3. Der Parameter löst eine Java-Methode aus, welche den Eintrag aus der DB löscht (was einwandfrei funktioniert).
4. Die JSP Seite wird nach dem Löschen des Eintrags ganz regulär weitergeladen, also mit SELECT Anfrage, welche die Liste der Einträge erställt usw.

Das Problem ist nun, dass nach dem Löschen der Eintrag zwar Zweifelsfrei aus der Datenbanktabelle gelöscht ist, der SELECT den gelöschten Eintrag jedoch weiterhin anzeigt. Führe ich einen Reload der Seite durch, ist der gelöschte Eintrag dann verschwunden. 

Ich hatte das Problem schon mit einem Workaround gelöst, indem ich ein 2 Sekunden Delay vor den SELECT geschoben habe, allerdings ist das die Holzhammermethode und funktioniert auch nur in 90% der Fälle. 
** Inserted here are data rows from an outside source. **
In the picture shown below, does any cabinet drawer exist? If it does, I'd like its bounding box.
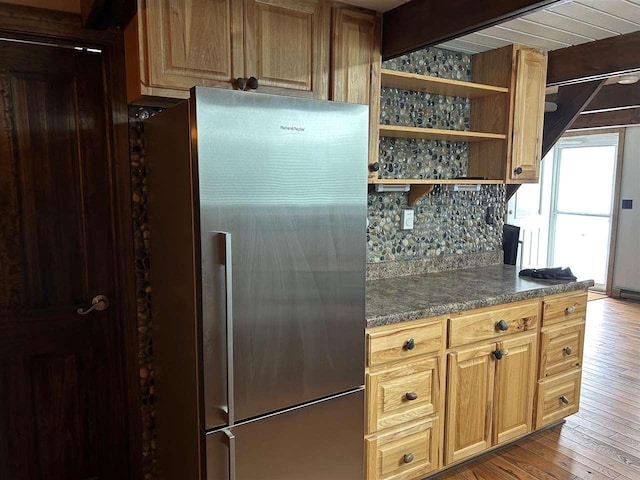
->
[367,321,444,367]
[536,370,582,428]
[449,300,538,347]
[366,417,440,480]
[542,292,587,327]
[366,357,441,433]
[540,321,584,380]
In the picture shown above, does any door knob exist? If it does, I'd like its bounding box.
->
[236,77,247,90]
[496,320,509,332]
[76,295,109,315]
[493,348,509,360]
[247,77,258,90]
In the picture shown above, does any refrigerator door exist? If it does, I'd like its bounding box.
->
[205,431,232,480]
[231,390,364,480]
[194,88,368,422]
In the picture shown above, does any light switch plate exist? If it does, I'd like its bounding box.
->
[402,208,415,230]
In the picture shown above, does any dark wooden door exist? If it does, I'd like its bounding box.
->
[0,40,129,480]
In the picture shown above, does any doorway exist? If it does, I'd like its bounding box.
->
[0,13,139,480]
[507,131,620,291]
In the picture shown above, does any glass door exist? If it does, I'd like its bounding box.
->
[548,134,618,290]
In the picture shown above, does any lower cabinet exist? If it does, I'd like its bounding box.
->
[365,290,587,480]
[366,416,440,480]
[445,332,537,465]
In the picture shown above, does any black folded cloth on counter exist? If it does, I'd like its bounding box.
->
[520,267,577,281]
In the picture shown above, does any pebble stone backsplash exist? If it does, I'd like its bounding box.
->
[129,107,159,480]
[367,48,505,263]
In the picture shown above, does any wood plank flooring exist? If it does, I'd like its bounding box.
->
[433,298,640,480]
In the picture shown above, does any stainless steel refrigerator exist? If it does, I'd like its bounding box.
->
[144,87,368,480]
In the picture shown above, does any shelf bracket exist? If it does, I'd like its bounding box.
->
[409,184,435,206]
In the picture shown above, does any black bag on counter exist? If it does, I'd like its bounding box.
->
[520,267,577,281]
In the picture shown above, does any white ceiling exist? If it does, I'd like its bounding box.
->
[440,0,640,53]
[347,0,640,53]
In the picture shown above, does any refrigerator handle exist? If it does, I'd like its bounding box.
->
[220,232,235,425]
[223,429,236,480]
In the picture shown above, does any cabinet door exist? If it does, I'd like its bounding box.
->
[507,48,547,183]
[445,343,496,465]
[144,0,243,96]
[493,332,538,445]
[330,7,381,172]
[245,0,330,99]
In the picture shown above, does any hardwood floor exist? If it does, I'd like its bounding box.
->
[434,298,640,480]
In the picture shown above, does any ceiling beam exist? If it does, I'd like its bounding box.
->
[541,80,605,158]
[382,0,561,60]
[80,0,137,29]
[547,31,640,86]
[507,79,605,201]
[570,107,640,130]
[583,82,640,113]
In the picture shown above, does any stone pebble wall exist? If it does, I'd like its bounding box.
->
[367,48,505,263]
[129,107,159,480]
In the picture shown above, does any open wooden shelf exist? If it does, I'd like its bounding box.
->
[369,178,504,185]
[369,178,504,205]
[381,69,509,98]
[378,125,507,142]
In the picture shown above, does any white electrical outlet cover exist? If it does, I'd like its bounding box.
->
[402,209,414,230]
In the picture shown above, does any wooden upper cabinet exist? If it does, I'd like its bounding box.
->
[330,6,382,164]
[125,0,330,102]
[468,45,547,183]
[331,7,381,105]
[507,47,547,183]
[125,0,244,101]
[245,0,330,99]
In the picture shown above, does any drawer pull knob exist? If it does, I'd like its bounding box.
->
[247,77,258,90]
[236,77,247,90]
[496,320,509,332]
[493,348,509,360]
[402,338,416,350]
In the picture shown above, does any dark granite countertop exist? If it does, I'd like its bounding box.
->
[366,265,593,327]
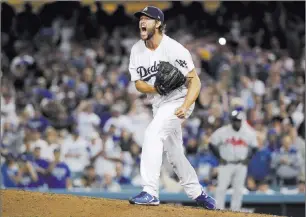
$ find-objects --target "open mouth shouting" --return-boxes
[140,25,148,37]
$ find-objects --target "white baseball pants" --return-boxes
[215,164,247,211]
[140,100,202,199]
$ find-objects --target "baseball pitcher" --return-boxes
[210,110,257,211]
[129,6,215,209]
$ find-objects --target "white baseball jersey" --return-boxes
[129,34,194,106]
[211,124,257,161]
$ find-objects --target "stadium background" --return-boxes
[1,1,305,216]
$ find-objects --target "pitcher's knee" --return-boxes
[144,127,164,141]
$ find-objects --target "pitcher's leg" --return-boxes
[231,165,247,211]
[140,121,163,197]
[215,164,233,209]
[164,126,202,199]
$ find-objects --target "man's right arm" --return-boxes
[135,80,157,93]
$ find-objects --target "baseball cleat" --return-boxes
[129,191,160,206]
[195,192,216,209]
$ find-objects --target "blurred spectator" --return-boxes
[280,180,305,194]
[28,111,49,133]
[77,165,102,188]
[33,147,49,187]
[46,149,72,189]
[42,127,60,161]
[77,101,100,138]
[61,130,90,178]
[247,135,272,191]
[271,135,302,185]
[101,173,121,192]
[1,154,20,188]
[28,128,49,159]
[256,180,275,195]
[17,155,38,188]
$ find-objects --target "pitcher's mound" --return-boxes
[1,190,278,217]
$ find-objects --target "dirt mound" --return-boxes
[1,190,280,217]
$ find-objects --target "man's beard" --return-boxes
[144,29,155,41]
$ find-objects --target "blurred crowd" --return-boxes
[0,2,305,194]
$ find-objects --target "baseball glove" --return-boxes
[154,61,186,96]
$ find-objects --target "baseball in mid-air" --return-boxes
[218,38,226,45]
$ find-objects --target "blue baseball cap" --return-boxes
[134,6,164,23]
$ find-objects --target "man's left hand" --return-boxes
[175,106,188,118]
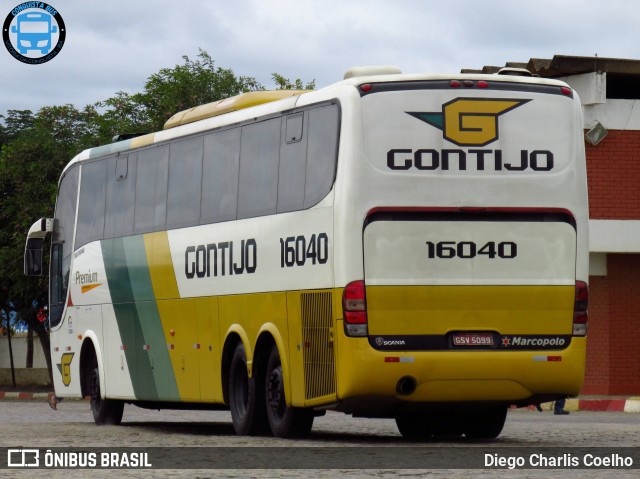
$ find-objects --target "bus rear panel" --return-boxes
[336,76,588,417]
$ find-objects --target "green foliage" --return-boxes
[271,73,316,90]
[0,50,315,368]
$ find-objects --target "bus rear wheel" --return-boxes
[229,343,269,436]
[265,346,314,438]
[89,361,124,426]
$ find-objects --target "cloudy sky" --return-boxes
[0,0,640,114]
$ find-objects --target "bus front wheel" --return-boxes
[89,361,124,426]
[265,346,314,438]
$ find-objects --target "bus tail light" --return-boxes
[573,281,589,336]
[342,280,368,337]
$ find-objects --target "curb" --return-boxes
[0,391,55,401]
[512,397,640,413]
[0,391,640,414]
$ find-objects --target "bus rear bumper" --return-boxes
[337,337,586,415]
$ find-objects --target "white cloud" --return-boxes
[0,0,640,113]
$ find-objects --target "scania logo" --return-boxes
[376,336,406,346]
[407,98,531,146]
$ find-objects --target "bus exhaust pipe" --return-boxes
[396,376,418,396]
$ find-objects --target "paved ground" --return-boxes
[0,400,640,479]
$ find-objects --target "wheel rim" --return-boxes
[267,365,286,419]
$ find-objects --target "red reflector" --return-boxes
[342,280,367,324]
[344,311,367,324]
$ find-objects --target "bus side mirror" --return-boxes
[24,218,53,276]
[24,238,44,276]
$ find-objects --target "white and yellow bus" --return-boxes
[25,68,588,438]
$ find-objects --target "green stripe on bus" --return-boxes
[102,236,180,401]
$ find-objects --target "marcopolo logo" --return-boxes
[2,2,67,65]
[407,98,531,146]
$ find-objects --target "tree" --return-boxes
[99,50,264,136]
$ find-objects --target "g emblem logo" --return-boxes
[407,98,531,146]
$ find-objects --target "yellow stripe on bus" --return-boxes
[144,231,180,299]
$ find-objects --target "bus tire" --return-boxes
[89,366,124,426]
[464,406,507,439]
[229,342,258,436]
[265,346,315,438]
[396,413,434,441]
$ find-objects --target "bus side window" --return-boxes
[133,145,169,233]
[200,128,240,224]
[167,136,203,229]
[278,112,309,213]
[75,160,109,249]
[238,118,282,219]
[104,153,136,238]
[49,166,80,326]
[304,105,340,208]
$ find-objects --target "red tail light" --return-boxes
[342,280,368,336]
[573,281,589,336]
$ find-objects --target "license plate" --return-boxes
[452,333,493,347]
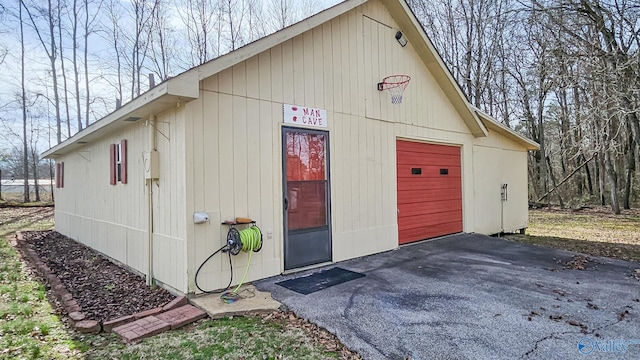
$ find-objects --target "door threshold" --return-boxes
[282,261,335,275]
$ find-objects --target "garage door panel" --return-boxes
[398,210,462,231]
[396,140,462,244]
[398,189,462,202]
[396,164,462,179]
[398,153,460,166]
[398,199,462,218]
[398,177,461,191]
[396,140,460,155]
[399,221,462,243]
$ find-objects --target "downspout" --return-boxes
[145,115,157,286]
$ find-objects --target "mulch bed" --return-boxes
[23,231,175,322]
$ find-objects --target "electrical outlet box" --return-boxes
[142,150,160,180]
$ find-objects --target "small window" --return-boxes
[56,162,64,189]
[109,140,127,185]
[116,144,122,181]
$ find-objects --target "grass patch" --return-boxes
[85,317,338,359]
[506,208,640,262]
[0,207,350,360]
[0,232,81,359]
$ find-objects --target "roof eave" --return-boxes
[42,73,200,159]
[190,0,369,80]
[383,0,488,137]
[474,108,540,151]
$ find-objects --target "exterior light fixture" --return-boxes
[396,31,408,47]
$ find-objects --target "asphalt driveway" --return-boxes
[256,234,640,359]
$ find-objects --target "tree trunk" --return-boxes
[49,159,55,201]
[622,132,636,209]
[596,151,606,206]
[547,156,564,209]
[71,0,83,131]
[48,0,62,144]
[31,148,40,201]
[603,149,620,215]
[57,1,75,139]
[84,1,90,127]
[19,0,30,203]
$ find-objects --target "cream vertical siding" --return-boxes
[472,133,528,234]
[51,0,527,293]
[55,108,187,293]
[152,104,189,293]
[55,123,147,273]
[186,1,526,292]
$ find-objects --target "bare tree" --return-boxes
[18,0,29,203]
[20,0,62,143]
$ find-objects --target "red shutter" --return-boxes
[56,163,60,189]
[109,144,117,185]
[120,140,127,184]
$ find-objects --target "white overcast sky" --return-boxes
[0,0,341,157]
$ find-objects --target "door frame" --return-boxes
[280,126,333,271]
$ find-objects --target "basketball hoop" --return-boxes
[378,75,411,104]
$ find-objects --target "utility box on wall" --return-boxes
[142,150,160,180]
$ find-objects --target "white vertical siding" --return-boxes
[43,0,527,292]
[55,122,148,273]
[185,1,526,291]
[152,104,189,293]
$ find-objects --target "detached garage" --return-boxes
[396,140,462,244]
[44,0,538,294]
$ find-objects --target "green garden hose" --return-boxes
[220,225,262,304]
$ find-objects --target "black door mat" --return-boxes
[276,267,365,295]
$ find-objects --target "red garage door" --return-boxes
[396,140,462,244]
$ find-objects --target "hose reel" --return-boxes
[223,224,262,255]
[194,218,262,296]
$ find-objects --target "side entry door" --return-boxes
[282,128,331,270]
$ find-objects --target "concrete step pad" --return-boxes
[155,305,207,329]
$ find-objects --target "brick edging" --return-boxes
[15,231,189,334]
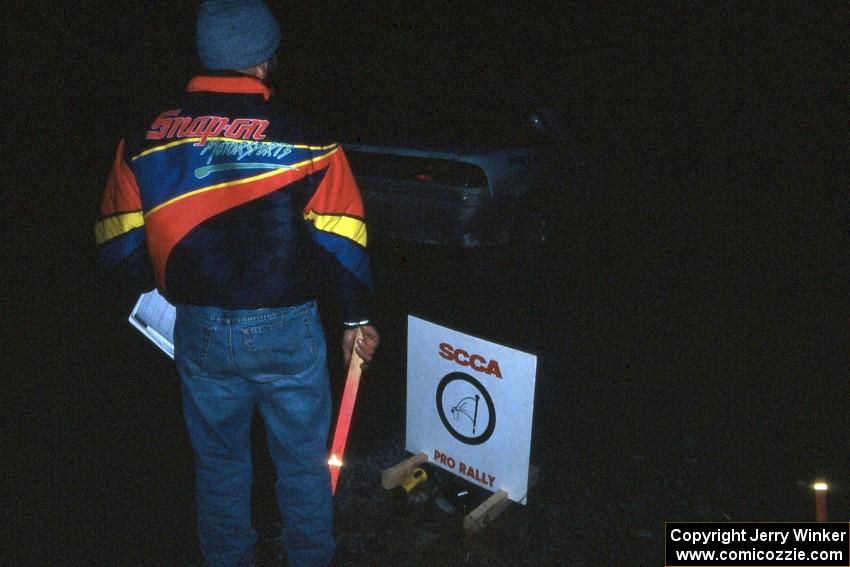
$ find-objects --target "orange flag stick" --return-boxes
[328,328,363,494]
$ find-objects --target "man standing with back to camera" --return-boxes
[95,0,380,566]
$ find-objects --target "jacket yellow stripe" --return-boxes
[94,211,145,244]
[304,211,366,247]
[145,149,337,215]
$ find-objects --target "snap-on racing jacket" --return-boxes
[95,73,372,325]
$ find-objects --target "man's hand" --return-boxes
[342,325,381,370]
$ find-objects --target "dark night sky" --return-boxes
[3,1,848,560]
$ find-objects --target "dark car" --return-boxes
[345,98,581,248]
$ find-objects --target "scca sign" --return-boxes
[440,343,502,378]
[405,317,537,504]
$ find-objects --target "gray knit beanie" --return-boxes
[195,0,280,70]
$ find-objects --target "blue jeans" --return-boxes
[174,301,335,567]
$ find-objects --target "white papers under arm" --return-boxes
[130,290,177,359]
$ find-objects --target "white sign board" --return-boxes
[406,316,537,504]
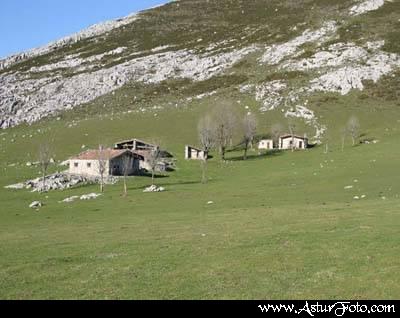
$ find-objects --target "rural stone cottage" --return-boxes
[185,146,207,160]
[258,139,274,150]
[114,139,158,151]
[69,149,143,177]
[114,139,173,172]
[279,134,308,150]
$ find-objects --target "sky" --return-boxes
[0,0,169,58]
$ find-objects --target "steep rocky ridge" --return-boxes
[0,0,400,139]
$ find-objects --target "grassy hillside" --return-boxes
[0,89,400,299]
[0,0,400,299]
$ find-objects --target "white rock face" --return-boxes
[310,53,400,95]
[260,21,337,65]
[0,46,258,129]
[255,81,287,111]
[350,0,385,15]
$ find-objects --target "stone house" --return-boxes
[185,146,207,160]
[114,139,158,151]
[258,139,274,150]
[69,149,143,177]
[279,134,308,150]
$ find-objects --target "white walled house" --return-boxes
[258,139,274,150]
[69,149,141,177]
[279,134,308,150]
[185,146,207,160]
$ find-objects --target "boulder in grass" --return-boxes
[80,193,101,200]
[143,185,165,193]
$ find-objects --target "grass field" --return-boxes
[0,91,400,299]
[0,0,400,299]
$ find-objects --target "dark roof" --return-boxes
[71,149,138,160]
[186,145,204,151]
[279,134,308,140]
[115,138,157,147]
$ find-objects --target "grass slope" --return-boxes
[0,89,400,299]
[0,0,400,299]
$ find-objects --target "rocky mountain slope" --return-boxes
[0,0,400,139]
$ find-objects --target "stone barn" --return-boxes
[279,134,308,150]
[69,149,143,177]
[185,146,207,160]
[258,139,274,150]
[114,139,158,151]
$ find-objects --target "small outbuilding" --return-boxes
[185,146,207,160]
[258,139,274,150]
[279,134,308,150]
[69,149,143,177]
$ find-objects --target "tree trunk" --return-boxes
[100,175,104,193]
[243,142,248,160]
[292,136,294,152]
[42,169,46,192]
[201,159,207,184]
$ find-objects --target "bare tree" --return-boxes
[213,102,236,160]
[122,155,134,197]
[38,143,51,191]
[340,127,347,152]
[347,116,360,146]
[243,114,257,160]
[271,124,283,148]
[148,146,162,185]
[97,145,107,192]
[198,115,215,183]
[288,118,296,152]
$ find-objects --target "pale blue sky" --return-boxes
[0,0,169,58]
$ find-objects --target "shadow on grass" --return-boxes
[227,149,284,161]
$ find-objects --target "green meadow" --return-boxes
[0,90,400,299]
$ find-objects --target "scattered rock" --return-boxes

Ist jemandem schonmal sowas begegnet? Greift da die JSP Seite auf die Tabelle zu bevor der Löschvorgang beendet ist?

Danke für eure Hilfe!


----------



## bERt0r (29. Jun 2011)

Soweit ich mich erinnere ist ein HTTP Server ist so aufgebaut, dass sämtliche Html Objekte quasi gleichzeitig in eigenen Threads erzeugt und an den Client übertragen werden. Wenn du jetzt zwei Funktionen in seperaten jsp Tags hast, werden die quasi gleichzeitig bearbeitet, und es kann sein, dass das select aufgerufen wird, während das drop noch läuft.
Lösung: die zwei Funktionen nacheinander aber in einem jsp skript tag ausführen.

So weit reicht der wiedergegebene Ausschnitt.